O diretor-geral da Polícia Federal, Andrei Passos Rodrigues, contratou um advogado particular para recorrer ao Supremo Tribunal Federal (STF) e reverter a decisão do ministro André Mendonça que havia decretado o afastamento dele do cargo por tempo indeterminado. A informação foi divulgada por O Globo e confirmada por VEJA.

A Advocacia-Geral da União (AGU) tem a atribuição de representar judicialmente servidores públicos. O órgão acionou o STF contra o afastamento de Andrei, mas o recurso foi dirigido a Edson Fachin, presidente do tribunal, que ainda não tomou uma decisão.

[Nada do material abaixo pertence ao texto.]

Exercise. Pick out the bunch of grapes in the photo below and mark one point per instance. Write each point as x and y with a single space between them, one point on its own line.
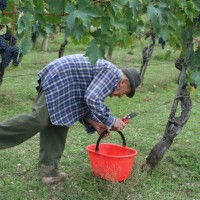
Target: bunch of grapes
197 19
162 42
193 85
3 4
9 53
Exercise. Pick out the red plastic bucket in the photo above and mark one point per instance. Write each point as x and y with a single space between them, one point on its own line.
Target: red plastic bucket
111 162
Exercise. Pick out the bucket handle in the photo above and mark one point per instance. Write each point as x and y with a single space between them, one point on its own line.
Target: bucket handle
103 134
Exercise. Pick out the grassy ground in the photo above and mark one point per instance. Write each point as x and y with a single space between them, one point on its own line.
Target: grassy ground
176 177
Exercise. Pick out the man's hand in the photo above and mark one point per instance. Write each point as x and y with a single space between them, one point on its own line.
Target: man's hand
119 125
99 127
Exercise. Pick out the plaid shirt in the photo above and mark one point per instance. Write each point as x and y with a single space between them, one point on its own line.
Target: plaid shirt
74 89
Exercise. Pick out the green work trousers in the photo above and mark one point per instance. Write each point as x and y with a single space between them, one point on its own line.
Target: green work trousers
52 138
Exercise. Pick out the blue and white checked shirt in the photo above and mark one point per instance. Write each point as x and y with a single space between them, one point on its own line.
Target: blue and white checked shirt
74 89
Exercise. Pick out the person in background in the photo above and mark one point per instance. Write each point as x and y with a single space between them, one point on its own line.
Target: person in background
70 89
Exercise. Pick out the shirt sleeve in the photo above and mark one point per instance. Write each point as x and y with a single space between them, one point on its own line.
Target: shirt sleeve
89 128
102 85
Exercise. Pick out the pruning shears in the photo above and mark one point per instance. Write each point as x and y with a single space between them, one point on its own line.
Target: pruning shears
126 118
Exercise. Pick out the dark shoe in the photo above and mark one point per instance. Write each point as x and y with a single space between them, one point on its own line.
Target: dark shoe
62 176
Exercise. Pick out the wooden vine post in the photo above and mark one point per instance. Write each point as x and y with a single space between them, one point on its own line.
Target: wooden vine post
175 123
12 31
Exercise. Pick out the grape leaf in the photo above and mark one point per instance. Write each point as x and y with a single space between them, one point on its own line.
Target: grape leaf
94 51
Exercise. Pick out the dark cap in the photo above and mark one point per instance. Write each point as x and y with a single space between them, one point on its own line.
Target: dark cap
134 79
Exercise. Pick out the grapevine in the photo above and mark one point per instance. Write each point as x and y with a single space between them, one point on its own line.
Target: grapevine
162 42
3 4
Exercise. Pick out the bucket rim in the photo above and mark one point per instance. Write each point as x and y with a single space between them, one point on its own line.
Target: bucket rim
111 156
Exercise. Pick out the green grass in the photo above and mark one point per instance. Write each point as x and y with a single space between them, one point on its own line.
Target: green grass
176 177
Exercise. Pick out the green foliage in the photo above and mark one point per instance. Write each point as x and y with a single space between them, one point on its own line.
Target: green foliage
176 177
109 23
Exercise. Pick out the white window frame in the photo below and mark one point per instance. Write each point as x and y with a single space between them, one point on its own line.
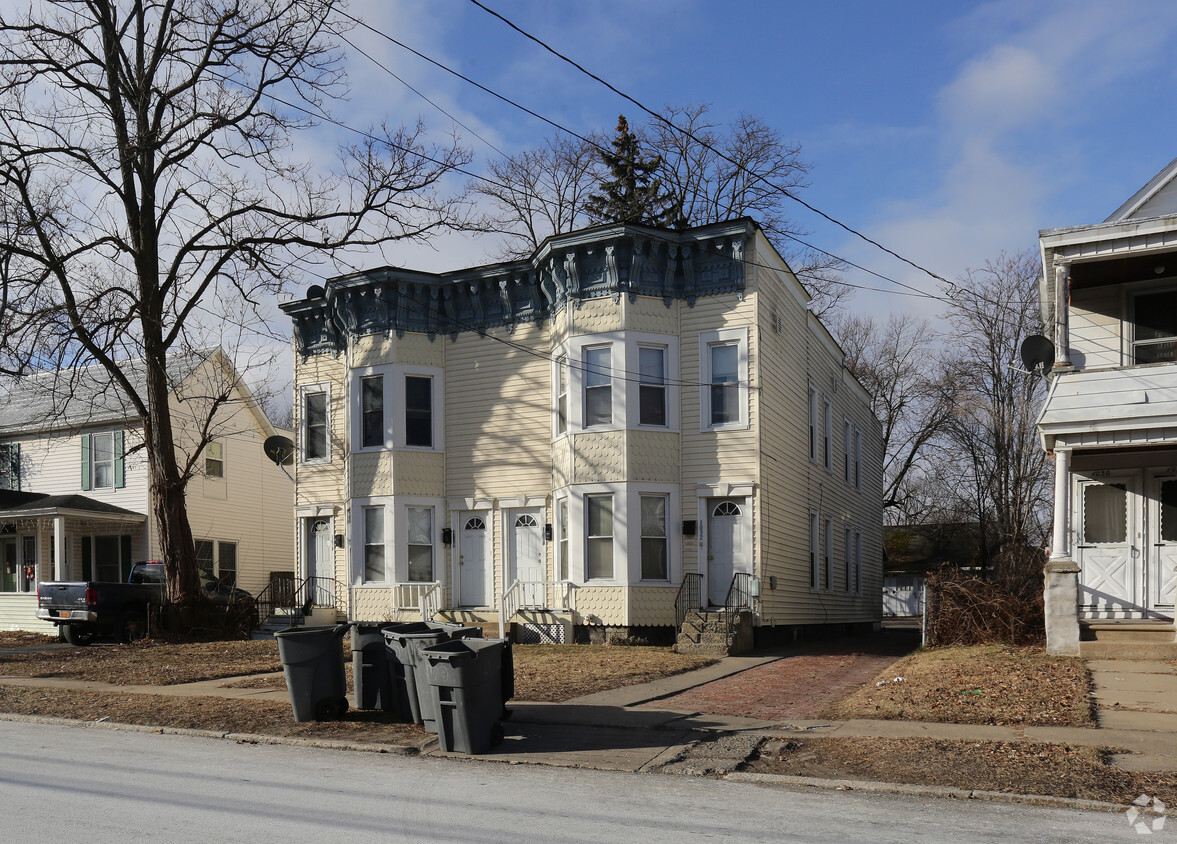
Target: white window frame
828 432
217 445
722 337
849 446
812 416
304 392
813 551
625 383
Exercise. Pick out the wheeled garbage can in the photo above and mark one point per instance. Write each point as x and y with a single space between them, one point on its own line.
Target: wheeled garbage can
406 669
313 664
466 684
371 679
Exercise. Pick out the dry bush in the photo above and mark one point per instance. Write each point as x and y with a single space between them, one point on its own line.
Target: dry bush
1004 607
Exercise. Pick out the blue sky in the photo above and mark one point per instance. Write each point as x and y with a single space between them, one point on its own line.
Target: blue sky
946 131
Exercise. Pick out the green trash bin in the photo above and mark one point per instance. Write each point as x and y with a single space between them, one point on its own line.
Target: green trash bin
313 664
466 683
406 668
371 680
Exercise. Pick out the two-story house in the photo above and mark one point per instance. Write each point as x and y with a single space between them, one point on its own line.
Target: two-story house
631 423
1110 293
74 486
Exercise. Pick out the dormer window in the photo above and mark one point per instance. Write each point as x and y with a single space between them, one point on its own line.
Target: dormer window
1155 337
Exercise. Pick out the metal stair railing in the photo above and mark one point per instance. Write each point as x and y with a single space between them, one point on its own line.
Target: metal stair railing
687 598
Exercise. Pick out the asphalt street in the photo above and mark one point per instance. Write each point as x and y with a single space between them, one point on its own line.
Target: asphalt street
61 783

Já a defesa particular do diretor-geral peticionou em uma outra ação, sob a relatoria de Flávio Dino, que determinou imediatamente a recondução do delegado ao comando da PF.

O processo em questão gira em torno dos repasses do ex-banqueiro Daniel Vorcaro ao filme Dark Horse, cinebiografia do ex-presidente Jair Bolsonaro. Os advogados de Andrei justificaram que o afastamento poderia comprometer a investigação e o funcionamento da Polícia Federal.

Ao decretar o afastamento do diretor-geral, na terça-feira, 9, André Mendonça citou o advogado-geral da União, Jorge Messias, de quem é próximo. De acordo com o ministro, o AGU teria sido monitorado irregularmente pela Polícia Federal em relatórios internos de inteligência posteriormente usados pelo ministro Alexandre de Moraes na queda de braço com Mendonça.

Continua após a publicidade

O clima entre a direção da AGU e o comando da PF não é dos melhores. A Advocacia-Geral da União se recusou a atender a um pedido da corporação, em julho, para questionar a conduta de André Mendonça nas investigações das fraudes do INSS e do escândalo do Banco Master.